Differences between managed identities and service principals
Service principal | Managed identity |
---|---|
A security identity that you manually create in Microsoft Entra ID for applications, services, and tools that need to access specific Azure resources. | A special type of service principal. It's an automatic identity that's created when an Azure service is created. |
Used by any application or service and isn't tied to a specific Azure service. | Represents an Azure service instance itself. It can't be used to represent other Azure services. |
Has an independent lifecycle. You must delete it explicitly. | Is deleted automatically when the Azure service instance is deleted. |
Password-based or certificate-based authentication. | No explicit password needs to be provided for authentication. |
Note
Both managed identities and service principals are created and maintained only in Microsoft Entra ID.
Best practices for authentication in cloud-scale analytics
In cloud-scale analytics, implementing robust and secure authentication practices is paramount. Best practices for authentication apply to various layers of a solution, including databases, storage, and analytics services. By using Microsoft Entra ID, organizations can improve security by using features such as multifactor authentication and conditional access policies.
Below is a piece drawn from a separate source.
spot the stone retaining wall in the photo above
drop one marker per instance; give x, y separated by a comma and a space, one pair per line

Layer | Service | Recommendation |
---|---|---|
Databases | - SQL Database - SQL Managed Instance - Azure Synapse Analytics - Azure Database for MySQL - Azure Database for PostgreSQL |
Use Microsoft Entra ID for authentication with databases such as Azure Database for PostgreSQL, Azure SQL, and Azure Database for MySQL. |
Storage | Data Lake Storage | Use Microsoft Entra ID for authentication for security principals, such as user, group, and service principals or managed identities, with Data Lake Storage instead of a shared key or shared access signatures. This approach helps improve security because it supports multifactor authentication and conditional access policies. |
Storage | Data Lake Storage from Azure Databricks | Connect to Data Lake Storage by using Unity Catalog instead of direct storage-level access by creating a storage credential that uses a managed identity and an external location. |
Analytics | Azure Databricks | Use the System for Cross-domain Identity Management to sync users and groups from Microsoft Entra ID. To access Azure Databricks resources by using REST APIs, use OAuth with an Azure Databricks service principal. |
Important
Giving Azure Databricks users direct storage-level access to Data Lake Storage bypasses Unity Catalog's permissions, audits, and security features, including access control and monitoring. To better secure and govern data, Unity Catalog should manage access to data that's stored in Data Lake Storage for Azure Databricks workspace users.